Hypothesis of the genome evolution and hybridization in Hortaea werneckii (A) and Aureobasidium melanogenum (B). The hypothesis is based on the majority consensus phylogeny of 50 longest alignable regions per species. Each colored line in the central tree represents a haploid genome. The distances between the nodes of the tree correspond to the distances in an ultrametric majority consensus phylogeny. Haploid genomes are represented by a single colored line in the outermost edge of the tree, diploid genomes are represented by a double colored line, and the only tetraploid genome is represented by 4 colored lines.
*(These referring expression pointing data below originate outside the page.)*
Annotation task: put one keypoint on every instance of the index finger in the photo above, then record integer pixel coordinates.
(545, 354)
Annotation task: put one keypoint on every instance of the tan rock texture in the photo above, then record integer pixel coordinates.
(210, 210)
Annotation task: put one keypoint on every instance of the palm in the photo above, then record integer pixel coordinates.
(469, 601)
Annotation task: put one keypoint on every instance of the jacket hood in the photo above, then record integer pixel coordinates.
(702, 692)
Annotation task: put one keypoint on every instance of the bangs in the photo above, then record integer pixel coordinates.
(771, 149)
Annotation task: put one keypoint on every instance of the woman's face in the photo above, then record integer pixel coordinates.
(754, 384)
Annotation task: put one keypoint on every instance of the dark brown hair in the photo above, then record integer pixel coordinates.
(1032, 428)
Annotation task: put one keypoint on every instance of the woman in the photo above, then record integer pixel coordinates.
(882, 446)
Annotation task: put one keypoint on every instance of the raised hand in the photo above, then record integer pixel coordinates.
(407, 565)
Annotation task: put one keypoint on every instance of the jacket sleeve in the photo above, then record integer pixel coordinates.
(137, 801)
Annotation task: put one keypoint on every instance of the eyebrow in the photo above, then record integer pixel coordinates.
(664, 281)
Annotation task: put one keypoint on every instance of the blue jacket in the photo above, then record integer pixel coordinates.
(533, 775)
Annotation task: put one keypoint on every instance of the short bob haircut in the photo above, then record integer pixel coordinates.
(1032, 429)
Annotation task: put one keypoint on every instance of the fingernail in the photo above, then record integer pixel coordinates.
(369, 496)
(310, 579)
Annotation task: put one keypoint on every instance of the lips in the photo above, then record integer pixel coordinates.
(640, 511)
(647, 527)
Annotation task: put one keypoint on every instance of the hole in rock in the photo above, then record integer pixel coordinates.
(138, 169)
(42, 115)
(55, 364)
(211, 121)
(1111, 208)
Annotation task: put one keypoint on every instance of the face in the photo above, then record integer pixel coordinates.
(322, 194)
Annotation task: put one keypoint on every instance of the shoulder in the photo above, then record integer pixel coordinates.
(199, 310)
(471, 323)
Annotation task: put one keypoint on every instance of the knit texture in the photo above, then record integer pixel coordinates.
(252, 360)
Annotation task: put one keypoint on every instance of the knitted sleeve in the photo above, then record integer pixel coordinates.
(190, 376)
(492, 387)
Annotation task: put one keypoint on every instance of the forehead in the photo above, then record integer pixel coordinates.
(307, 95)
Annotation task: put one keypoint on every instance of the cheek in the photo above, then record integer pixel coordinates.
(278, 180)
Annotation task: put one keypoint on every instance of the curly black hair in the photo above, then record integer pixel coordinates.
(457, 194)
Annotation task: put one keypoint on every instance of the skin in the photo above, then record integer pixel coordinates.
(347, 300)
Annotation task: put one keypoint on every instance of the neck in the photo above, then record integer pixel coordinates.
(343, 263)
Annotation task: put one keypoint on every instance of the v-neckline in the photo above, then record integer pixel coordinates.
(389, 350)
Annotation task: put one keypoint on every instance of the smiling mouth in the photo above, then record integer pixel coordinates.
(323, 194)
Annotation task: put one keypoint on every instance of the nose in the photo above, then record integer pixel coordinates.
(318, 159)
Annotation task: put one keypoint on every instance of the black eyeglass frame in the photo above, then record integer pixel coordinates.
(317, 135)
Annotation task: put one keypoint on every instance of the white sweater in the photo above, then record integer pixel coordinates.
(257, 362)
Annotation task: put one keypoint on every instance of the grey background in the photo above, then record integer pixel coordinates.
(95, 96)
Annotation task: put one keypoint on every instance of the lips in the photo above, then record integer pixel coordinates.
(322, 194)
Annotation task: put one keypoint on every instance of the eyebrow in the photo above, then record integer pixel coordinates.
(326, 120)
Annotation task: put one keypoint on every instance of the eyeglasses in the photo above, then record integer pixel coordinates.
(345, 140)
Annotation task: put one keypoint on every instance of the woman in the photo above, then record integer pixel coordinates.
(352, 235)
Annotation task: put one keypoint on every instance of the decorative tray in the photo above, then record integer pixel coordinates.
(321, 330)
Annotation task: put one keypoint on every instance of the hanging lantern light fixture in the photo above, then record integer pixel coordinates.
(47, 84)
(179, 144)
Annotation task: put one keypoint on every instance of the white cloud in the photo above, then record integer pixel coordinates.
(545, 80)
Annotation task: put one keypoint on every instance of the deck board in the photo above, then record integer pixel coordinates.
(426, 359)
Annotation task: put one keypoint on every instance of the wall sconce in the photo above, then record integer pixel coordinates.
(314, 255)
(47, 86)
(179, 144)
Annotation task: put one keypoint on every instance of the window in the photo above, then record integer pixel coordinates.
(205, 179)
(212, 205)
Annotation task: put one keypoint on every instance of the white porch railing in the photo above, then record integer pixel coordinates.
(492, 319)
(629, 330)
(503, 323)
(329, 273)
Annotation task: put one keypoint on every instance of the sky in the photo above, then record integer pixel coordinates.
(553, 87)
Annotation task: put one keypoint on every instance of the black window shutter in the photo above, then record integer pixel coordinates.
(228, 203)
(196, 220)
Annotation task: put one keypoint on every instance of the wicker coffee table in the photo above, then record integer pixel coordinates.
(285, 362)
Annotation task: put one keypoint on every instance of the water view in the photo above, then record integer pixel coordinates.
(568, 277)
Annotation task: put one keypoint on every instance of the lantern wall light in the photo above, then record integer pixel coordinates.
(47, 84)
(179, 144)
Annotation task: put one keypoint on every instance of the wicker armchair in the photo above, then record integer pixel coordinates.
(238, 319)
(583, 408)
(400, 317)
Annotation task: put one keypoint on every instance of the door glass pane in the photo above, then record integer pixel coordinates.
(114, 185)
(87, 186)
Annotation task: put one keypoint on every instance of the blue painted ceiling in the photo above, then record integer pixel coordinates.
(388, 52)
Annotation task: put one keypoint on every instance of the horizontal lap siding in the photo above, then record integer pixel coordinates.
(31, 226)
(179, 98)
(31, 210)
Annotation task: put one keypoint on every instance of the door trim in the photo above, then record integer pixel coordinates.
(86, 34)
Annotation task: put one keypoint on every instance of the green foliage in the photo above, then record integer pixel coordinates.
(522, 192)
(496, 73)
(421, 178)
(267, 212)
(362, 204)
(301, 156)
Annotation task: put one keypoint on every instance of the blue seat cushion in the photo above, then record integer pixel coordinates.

Around the tree, colored symbols mark the continent (inner circle) and habitat (outer circle) from which the strains have been originally isolated. Black lines and numbers in the outermost circle mark the genome/strain groups presumably originating from the same hybridization event.

Figure 5:

Aneuploid regions in Hortaea werneckii (A) and Aureobasidium melanogenum (B) genomes. Per-nucleotide sequencing depth of regions corresponding to the 50 and 35 longest contigs of H. werneckii and A. melanogenum was converted into proportion of the median sequencing depth of each individual genome. Circles represent an average of this depth in 30-kbp windows. The central horizontal line marks the median sequencing depth of the genome. Upper and lower horizontal lines mark the expected depth for haploid and triploid regions in an otherwise diploid genome. Genomes with at least 1 putatively aneuploid region are plotted in color. Other genomes are plotted in light gray. Colors of strain names in the legend mark haploid (blue) and diploid (red) genomes.